This is my response to this post by Mr. Morford concerning his view of Wolfram|Alpha.
In my Finite Math class this semester, I have been using Wolfram|Alpha a lot. The other day one of my students wanted to use Wolfram|Alpha to reproduce one of the feasible regions, when all she knew were the corner points. I told my student to do it directly. Our first query was 'shape with corner points at (1,3) (4,5) (8,6) and (3,1)'. Wolfram|Alpha didn't take very well to that.
After a few trials, I put in the query: 'polygon with vertices at (1,3) (4,5) (8,6) and (3,1)' and poof, Wolfram|Alpha gave me the required feasible region. My student immediately commented that there's almost no way without my guidance that she would have ever thought to use the words polygon and vertices. But she did tell me that she now recognizes the importance of knowing what things are called and the vocabulary that goes along with mathematics.
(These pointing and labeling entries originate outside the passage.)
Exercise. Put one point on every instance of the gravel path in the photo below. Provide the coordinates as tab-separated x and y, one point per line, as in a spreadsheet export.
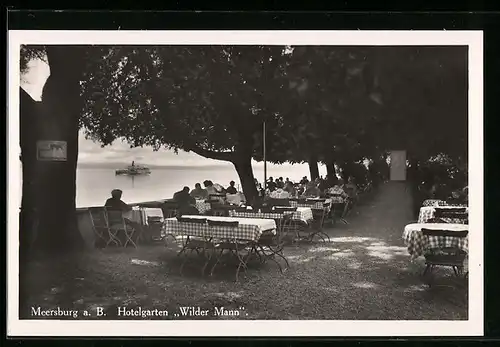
363	273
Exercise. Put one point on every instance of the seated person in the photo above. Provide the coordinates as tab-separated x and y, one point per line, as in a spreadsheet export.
209	187
231	189
271	185
350	188
290	188
198	192
280	183
279	193
115	201
235	199
187	204
312	190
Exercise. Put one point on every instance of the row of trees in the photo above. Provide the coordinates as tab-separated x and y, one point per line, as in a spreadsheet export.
335	105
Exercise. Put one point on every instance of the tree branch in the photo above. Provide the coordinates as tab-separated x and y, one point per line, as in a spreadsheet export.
225	156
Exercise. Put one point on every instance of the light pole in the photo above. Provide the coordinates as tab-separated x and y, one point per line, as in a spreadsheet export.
264	152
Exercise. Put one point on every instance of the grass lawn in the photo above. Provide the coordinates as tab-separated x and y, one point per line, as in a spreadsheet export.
363	273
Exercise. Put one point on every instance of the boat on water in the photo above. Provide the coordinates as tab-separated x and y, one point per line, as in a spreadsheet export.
133	170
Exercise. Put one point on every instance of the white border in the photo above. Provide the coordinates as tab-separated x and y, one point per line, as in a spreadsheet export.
471	327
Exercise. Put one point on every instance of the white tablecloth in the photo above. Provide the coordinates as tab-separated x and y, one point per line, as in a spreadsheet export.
317	206
303	214
427	212
417	243
249	229
141	215
202	206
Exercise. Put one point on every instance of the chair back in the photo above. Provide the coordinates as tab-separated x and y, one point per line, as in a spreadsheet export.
169	209
192	220
452	233
115	217
285	209
98	217
450	210
278	202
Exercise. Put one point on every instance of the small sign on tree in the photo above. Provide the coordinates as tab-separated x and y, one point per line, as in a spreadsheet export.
52	150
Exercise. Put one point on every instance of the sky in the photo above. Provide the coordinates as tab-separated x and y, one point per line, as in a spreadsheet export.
92	154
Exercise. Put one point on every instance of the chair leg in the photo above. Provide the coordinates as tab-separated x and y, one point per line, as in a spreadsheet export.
216	262
207	262
427	269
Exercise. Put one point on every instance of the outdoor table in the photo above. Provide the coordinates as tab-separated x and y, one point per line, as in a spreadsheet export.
221	198
317	206
427	212
417	243
303	214
141	214
235	199
434	202
249	229
202	206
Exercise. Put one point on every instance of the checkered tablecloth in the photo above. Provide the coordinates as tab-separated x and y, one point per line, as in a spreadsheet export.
141	215
434	202
317	206
202	206
427	212
303	214
249	229
219	197
417	243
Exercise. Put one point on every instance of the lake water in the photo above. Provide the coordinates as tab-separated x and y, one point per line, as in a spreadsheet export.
94	185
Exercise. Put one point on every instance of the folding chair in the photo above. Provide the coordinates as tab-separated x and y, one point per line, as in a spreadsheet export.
231	244
278	202
452	215
319	222
118	225
274	243
192	243
169	209
99	220
452	257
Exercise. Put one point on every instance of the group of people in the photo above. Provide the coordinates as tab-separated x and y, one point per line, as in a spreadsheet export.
284	189
276	188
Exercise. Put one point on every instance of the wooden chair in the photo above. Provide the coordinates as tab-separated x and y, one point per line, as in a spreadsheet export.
278	202
281	209
99	220
319	222
231	244
271	245
444	256
118	225
192	243
169	209
454	215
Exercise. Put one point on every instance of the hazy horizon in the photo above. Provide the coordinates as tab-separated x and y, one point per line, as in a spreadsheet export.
119	153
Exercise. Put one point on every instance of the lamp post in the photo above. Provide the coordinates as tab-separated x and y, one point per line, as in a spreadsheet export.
264	152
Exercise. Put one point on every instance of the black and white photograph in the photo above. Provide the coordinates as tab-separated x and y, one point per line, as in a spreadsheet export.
245	183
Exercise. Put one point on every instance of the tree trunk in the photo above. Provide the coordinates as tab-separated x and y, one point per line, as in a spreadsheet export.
56	180
243	166
330	171
28	112
313	167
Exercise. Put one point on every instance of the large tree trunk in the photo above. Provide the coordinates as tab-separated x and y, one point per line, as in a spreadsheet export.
313	167
28	112
243	166
56	180
330	171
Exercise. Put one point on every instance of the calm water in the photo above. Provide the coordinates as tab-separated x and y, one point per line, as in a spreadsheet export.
94	185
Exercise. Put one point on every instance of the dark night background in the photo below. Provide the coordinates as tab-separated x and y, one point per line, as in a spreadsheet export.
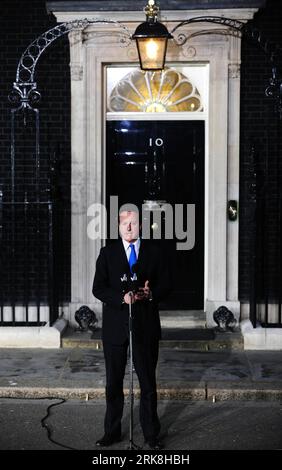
260	150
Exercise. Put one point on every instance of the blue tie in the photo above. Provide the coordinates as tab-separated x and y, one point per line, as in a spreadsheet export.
132	257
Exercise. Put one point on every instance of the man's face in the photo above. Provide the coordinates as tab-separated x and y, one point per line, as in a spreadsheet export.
129	226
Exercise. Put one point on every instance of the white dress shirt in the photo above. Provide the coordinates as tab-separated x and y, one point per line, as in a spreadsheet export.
128	250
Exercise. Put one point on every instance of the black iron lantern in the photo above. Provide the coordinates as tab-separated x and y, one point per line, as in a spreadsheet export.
151	39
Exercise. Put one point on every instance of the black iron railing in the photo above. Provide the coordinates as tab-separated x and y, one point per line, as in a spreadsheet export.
29	247
265	206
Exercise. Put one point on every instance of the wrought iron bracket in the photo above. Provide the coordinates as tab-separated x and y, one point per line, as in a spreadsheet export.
25	94
240	29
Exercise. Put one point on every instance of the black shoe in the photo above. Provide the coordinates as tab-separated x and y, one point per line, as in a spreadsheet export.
154	444
106	441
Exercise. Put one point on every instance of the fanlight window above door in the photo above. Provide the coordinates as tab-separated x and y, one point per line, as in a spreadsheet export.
155	92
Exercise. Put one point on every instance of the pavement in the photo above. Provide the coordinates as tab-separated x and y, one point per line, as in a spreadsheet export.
183	373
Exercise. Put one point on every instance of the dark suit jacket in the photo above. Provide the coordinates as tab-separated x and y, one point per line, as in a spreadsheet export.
111	265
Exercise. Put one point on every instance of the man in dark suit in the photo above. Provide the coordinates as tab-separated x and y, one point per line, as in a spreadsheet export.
112	265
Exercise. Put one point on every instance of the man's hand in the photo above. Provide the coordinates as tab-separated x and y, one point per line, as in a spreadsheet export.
129	298
144	293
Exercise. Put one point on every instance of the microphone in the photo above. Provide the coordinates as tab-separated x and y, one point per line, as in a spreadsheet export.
135	269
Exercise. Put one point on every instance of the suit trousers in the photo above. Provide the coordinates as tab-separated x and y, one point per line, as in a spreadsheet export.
145	358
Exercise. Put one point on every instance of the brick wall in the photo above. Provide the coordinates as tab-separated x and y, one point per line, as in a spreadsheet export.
20	23
260	130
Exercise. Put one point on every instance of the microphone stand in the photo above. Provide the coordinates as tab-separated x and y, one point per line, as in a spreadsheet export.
132	445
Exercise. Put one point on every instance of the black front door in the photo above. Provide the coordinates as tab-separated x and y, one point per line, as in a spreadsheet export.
164	161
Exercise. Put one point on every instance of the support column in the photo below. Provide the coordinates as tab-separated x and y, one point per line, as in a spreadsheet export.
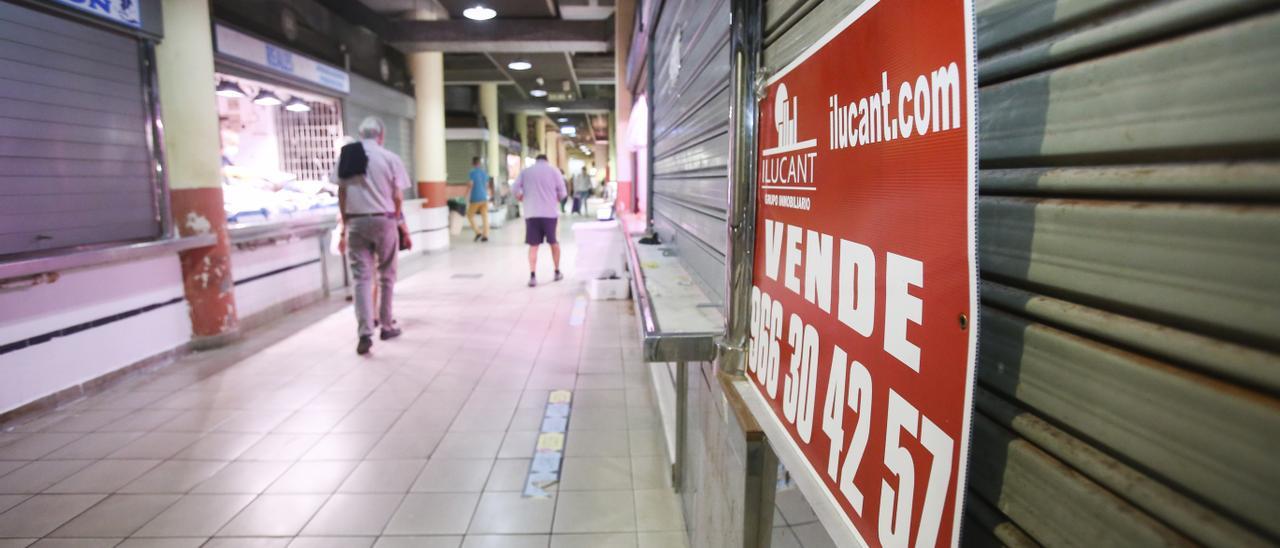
522	129
562	154
620	145
184	68
611	153
489	109
428	68
540	135
746	45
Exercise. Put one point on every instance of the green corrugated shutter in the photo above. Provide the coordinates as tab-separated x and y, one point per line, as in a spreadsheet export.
1129	245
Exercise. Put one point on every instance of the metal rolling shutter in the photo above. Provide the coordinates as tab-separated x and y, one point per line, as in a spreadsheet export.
1130	263
396	110
690	133
74	161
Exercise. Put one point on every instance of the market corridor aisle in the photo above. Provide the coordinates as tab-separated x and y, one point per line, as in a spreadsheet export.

I think that this part of the roadblock to some students learning mathematics — that they simply don't know what things are called because they have somehow been taught that mathematics is simply about getting the right answer, and if you can't get the right answer on the first try, then you simply just don't know how to do math at all and you never will know how to do math. Because math is difficult.
But take this first example of Wolfram|Alpha, our first query wasn't correct, so we tried until we got a query that did work. We didn't give up on one try. My student didn't say to me, 'Oh well, we couldn't get Wolfram|Alpha to do this on the first try, so Wolfram|Alpha must be hard to use, and we will never know how to use Wolfram|Alpha." No, instead I saw the same phenomena that I see with many of my students — once they see that Wolfram|Alpha, or any other computer-based tool can do a math problem, they are willing to figure out how to get that tool to do that math problem so that they don't have to do it.
However, if we look at this from a different perspective, this may actually be a good thing. First of all, in the long run, the students are still doing the math. The students are getting an answer. And if Wolfram|Alpha is doing the computation, then we have more time to focus on the critical thinking. And second of all, isn't the whole trial and error step of how to get Wolfram|Alpha to read my query part of the critical thinking process that the students would have missed had they not used Wolfram|Alpha? If I see a student trying different queries until he or she figures out what is an appropriate query, that makes me happy. That idea of investigating as a part of the learning process is something that I think that is missed with traditional, non-computer learning.
Think about it this way. In a traditional classroom, if a student who is solving an equation tells me that they cannot figure out the next step, I generally will ask the student what they think the next step will be. Now, with Wolfram|Alpha, I can say, 'Enter the equation as a query in Wolfram|Alpha," and now you tell me what the next step is. Then I ask the student to enter another, and another, and yet another. And eventually through investigating how different equations are solved, the student starts to get a better sense of what it is that you are allowed to do when solving an equation, and what it is that you are not allowed to do when solving an equation.
Just a thought, whether the problem is difficult, or easier, I see plenty of open opportunities for students to use Wolfram|Alpha as a tool for investigative learning. But I definitely do believe that the students still need the instructor's guidance to lead their investigations and their critical thinking.
I think the students would be willing and able to make some calculators (widgets) on Wolfram|Alpha themselves. I think in the fall I will replace one of my College Algebra projects with having students construct a calculator (widget) on Wolfram|Alpha. I think some of the students would get interested in the design as well as the mathematics.